“World leaders have an unprecedented opportunity this year to shift the world onto a path of inclusive, sustainable and resilient development” – Helen Clark, UNDP Administrator.
At the United Nations Sustainable Development Summit on 25 September 2015, world leaders adopted the 2030 Agenda for Sustainable Development, which includes a set of 17 Sustainable Development Goals (SDGs) to end poverty, fight inequality and injustice, and tackle climate change by 2030.
Section I Introduction
The Sustainable Development Goals (SDGs), also known as the Global Goals, are an inter-governmentally agreed set of targets relating to international development. They will follow on from the Millennium Development Goals and build on the sustainable development agenda that was finalized by member states during the Rio +20 Summit. The SDGs were first formally discussed at the United Nations Conference on Sustainable Development held in Rio de Janeiro in June 2012 (Rio+20).

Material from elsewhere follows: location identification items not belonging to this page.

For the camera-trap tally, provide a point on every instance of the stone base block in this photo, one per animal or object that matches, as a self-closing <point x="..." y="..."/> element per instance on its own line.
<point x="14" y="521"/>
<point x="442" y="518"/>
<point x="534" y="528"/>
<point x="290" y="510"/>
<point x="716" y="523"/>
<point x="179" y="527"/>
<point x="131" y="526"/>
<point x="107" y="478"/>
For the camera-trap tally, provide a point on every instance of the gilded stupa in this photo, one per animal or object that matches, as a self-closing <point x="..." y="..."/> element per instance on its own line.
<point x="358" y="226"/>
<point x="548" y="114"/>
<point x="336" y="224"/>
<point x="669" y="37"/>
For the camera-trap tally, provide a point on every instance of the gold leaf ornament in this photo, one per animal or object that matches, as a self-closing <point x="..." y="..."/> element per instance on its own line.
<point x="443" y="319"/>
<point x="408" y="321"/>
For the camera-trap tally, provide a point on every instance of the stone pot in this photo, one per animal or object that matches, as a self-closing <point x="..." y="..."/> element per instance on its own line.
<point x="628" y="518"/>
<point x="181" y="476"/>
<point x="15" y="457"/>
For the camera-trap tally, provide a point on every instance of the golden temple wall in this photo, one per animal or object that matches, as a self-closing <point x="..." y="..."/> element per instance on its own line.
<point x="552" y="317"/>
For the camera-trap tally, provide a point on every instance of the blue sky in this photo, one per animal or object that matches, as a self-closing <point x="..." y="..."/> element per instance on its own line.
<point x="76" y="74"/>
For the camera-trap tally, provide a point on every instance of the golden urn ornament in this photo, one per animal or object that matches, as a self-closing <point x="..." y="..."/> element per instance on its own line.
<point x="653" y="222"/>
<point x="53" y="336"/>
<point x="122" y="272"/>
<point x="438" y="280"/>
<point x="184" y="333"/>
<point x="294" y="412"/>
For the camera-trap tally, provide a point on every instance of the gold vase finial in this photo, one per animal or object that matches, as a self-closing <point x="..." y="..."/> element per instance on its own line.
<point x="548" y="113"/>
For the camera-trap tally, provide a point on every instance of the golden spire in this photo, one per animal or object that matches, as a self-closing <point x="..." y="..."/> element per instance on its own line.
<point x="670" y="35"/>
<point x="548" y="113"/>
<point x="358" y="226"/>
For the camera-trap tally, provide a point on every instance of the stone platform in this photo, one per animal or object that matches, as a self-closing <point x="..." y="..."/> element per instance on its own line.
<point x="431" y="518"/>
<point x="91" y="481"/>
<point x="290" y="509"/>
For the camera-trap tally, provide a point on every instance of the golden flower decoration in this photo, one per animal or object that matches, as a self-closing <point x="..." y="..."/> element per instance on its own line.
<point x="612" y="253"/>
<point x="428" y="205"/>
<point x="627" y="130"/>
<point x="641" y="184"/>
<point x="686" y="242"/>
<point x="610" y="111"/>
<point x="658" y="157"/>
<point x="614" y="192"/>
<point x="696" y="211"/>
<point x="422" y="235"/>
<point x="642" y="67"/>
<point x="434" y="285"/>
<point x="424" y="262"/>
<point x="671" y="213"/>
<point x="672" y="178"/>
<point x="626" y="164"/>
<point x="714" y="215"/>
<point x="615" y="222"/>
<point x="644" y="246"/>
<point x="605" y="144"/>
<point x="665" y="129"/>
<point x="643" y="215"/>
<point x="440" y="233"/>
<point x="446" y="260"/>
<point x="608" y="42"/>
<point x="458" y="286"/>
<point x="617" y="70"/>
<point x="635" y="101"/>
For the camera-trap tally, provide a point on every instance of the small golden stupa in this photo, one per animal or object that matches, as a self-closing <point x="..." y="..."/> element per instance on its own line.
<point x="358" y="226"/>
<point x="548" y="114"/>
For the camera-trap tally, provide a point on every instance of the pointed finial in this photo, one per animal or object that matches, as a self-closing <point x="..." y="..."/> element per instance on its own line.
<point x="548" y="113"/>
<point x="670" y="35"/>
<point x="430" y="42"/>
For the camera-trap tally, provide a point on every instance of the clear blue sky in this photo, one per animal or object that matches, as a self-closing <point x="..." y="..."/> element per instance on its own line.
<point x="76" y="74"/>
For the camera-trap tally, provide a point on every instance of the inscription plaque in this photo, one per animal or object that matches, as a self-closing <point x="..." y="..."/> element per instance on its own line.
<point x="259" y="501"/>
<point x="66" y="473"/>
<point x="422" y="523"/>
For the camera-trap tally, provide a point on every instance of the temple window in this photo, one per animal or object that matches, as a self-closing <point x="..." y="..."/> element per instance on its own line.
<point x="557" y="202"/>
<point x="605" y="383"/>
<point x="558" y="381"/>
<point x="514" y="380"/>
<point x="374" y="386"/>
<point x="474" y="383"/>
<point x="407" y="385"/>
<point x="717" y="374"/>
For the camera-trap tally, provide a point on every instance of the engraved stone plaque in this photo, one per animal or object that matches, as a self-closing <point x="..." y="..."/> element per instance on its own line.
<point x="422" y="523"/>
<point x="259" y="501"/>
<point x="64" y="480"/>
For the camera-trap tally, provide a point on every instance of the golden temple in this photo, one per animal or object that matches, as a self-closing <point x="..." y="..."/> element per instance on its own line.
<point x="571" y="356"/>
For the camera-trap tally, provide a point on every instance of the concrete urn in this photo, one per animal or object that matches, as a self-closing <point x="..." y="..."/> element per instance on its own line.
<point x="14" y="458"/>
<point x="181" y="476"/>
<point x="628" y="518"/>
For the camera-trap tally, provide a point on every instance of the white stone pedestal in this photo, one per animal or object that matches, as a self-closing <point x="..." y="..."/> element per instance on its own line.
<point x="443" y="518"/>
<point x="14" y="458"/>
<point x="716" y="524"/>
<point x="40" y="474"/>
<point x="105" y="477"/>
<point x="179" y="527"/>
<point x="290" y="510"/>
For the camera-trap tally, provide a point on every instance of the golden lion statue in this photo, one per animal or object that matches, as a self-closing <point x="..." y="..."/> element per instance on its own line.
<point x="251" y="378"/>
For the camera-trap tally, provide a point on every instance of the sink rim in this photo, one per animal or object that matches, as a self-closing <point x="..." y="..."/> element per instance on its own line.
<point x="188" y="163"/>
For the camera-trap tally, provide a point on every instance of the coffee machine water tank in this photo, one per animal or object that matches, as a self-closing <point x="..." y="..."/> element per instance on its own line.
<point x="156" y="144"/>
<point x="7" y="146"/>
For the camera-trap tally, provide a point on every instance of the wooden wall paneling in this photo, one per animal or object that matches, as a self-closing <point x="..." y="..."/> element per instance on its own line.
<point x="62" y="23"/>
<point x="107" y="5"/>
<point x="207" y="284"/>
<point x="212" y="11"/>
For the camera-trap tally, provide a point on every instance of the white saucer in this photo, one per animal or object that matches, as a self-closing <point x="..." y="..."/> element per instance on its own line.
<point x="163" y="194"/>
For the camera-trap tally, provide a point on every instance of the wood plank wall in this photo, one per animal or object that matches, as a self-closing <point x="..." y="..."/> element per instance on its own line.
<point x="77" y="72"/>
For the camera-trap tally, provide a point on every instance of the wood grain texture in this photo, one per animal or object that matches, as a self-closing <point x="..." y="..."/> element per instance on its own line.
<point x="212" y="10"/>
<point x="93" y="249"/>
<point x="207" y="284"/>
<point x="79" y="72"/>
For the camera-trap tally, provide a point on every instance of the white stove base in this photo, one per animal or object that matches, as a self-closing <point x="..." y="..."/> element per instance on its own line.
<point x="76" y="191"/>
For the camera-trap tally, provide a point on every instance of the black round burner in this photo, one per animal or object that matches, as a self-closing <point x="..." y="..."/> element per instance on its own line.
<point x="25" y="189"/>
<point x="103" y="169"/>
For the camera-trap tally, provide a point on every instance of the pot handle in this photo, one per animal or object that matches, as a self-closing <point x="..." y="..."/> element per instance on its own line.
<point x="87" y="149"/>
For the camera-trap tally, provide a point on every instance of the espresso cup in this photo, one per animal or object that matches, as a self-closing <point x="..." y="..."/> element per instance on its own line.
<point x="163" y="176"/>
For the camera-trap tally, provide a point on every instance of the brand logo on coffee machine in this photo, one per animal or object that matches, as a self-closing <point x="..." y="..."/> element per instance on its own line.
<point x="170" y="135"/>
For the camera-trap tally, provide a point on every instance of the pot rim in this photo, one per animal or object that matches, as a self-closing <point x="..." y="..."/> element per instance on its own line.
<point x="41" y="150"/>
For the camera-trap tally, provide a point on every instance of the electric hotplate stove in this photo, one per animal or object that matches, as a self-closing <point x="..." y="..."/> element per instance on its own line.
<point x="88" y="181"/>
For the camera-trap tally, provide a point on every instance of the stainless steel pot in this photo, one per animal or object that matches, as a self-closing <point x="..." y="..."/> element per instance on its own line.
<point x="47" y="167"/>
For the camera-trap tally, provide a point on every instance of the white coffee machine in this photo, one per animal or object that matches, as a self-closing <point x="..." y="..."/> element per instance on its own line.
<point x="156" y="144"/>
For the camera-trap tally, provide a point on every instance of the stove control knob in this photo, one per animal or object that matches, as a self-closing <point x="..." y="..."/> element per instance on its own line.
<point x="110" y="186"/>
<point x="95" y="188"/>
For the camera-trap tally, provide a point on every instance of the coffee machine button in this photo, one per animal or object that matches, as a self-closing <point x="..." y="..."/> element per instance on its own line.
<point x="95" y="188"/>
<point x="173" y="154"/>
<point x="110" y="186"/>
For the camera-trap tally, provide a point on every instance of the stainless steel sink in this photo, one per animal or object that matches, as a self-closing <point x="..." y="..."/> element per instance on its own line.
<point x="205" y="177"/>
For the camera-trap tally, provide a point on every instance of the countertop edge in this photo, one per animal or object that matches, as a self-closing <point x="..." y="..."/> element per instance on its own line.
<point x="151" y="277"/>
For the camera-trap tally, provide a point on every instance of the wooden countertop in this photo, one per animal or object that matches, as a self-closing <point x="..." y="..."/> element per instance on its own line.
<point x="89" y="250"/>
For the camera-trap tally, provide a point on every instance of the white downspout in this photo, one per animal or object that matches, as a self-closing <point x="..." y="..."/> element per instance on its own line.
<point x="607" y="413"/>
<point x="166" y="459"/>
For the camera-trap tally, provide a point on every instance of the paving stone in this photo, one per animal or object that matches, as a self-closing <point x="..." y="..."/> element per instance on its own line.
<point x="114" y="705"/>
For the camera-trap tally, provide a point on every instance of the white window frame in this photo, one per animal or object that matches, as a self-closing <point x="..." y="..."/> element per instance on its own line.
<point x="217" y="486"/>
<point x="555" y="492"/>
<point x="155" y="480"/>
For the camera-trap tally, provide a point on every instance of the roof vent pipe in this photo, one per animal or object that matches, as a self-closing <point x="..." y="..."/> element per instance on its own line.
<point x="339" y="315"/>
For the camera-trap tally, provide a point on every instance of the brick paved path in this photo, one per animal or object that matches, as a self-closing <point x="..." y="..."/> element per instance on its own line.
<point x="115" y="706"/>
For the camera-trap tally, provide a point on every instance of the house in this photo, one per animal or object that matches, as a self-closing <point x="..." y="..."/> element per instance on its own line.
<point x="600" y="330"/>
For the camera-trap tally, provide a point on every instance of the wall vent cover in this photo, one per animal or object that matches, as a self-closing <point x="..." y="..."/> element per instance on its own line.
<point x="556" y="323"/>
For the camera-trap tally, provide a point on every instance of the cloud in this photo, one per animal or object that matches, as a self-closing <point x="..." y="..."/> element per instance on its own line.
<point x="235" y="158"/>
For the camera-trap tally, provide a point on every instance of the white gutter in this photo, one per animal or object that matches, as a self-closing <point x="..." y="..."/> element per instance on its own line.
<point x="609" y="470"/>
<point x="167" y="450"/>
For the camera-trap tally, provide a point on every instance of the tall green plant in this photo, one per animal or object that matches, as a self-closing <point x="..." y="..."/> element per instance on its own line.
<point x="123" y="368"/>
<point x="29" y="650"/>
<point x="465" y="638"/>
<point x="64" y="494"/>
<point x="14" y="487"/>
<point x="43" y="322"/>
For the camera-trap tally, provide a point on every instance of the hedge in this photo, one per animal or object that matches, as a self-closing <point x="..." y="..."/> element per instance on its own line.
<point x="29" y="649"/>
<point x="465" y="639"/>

On 19 July 2014, the UN General Assembly’s Open Working Group on Sustainable Development Goals (SDGs) forwarded a proposal for the SDGs to the Assembly. The proposal contained 17 goals with 169 targets covering a broad range of sustainable development issues. These included ending poverty and hunger, improving health and education, making cities more sustainable, combating climate change, and protecting oceans and forests. On 4 December 2014, the UN General Assembly accepted the Secretary-General’s Synthesis Report which stated that the agenda for the post-2015 SDG process would be based on the OWG proposals.
The Intergovernmental Negotiations on the Post 2015 Development Agenda (IGN) began in January 2015 and ended in August 2015. Following the negotiations, a final document was adopted at the UN Sustainable Development Summit September 25–27, 2015 in New York, USA. The title of the agenda is Transforming our world: the 2030 Agenda for Sustainable Development.
Up to 2015, the development agenda was centered on the Millennium Development Goals (MDGs), which were officially established following the Millennium Summit of the United Nations in 2000. The MDGs encapsulated eight globally agreed goals in the areas of poverty alleviation, education, gender equality and empowerment of women, child and maternal health, environmental sustainability, reducing HIV/AIDS and communicable diseases, and building a global partnership for development.
The MDGs were supposed to be achieved by 2015, so a further process was needed to agree and develop development goals from 2015-2030. Discussion on the post-2015 framework for international development began well in advance. Formal debate concerning the SDGs first occurred at the 2012 United Nations conference in Rio de Janeiro. The 192 UN member states agreed at the Rio+20 summit to start a process of designing sustainable development goals, which are “action-oriented, concise and easy to communicate, limited in number, aspirational, global in nature and universally applicable to all countries while taking into account different national realities, capacities and levels of development and respecting national policies and priorities”.
The Rio+20 outcome document, “The Future We Want”, called for the goals to be integrated into the UN’s post-2015 Development Agenda.
On 25 September 2015, the 193 countries of the UN General Assembly adopted the 2030 Development Agenda titled “Transforming our world’.’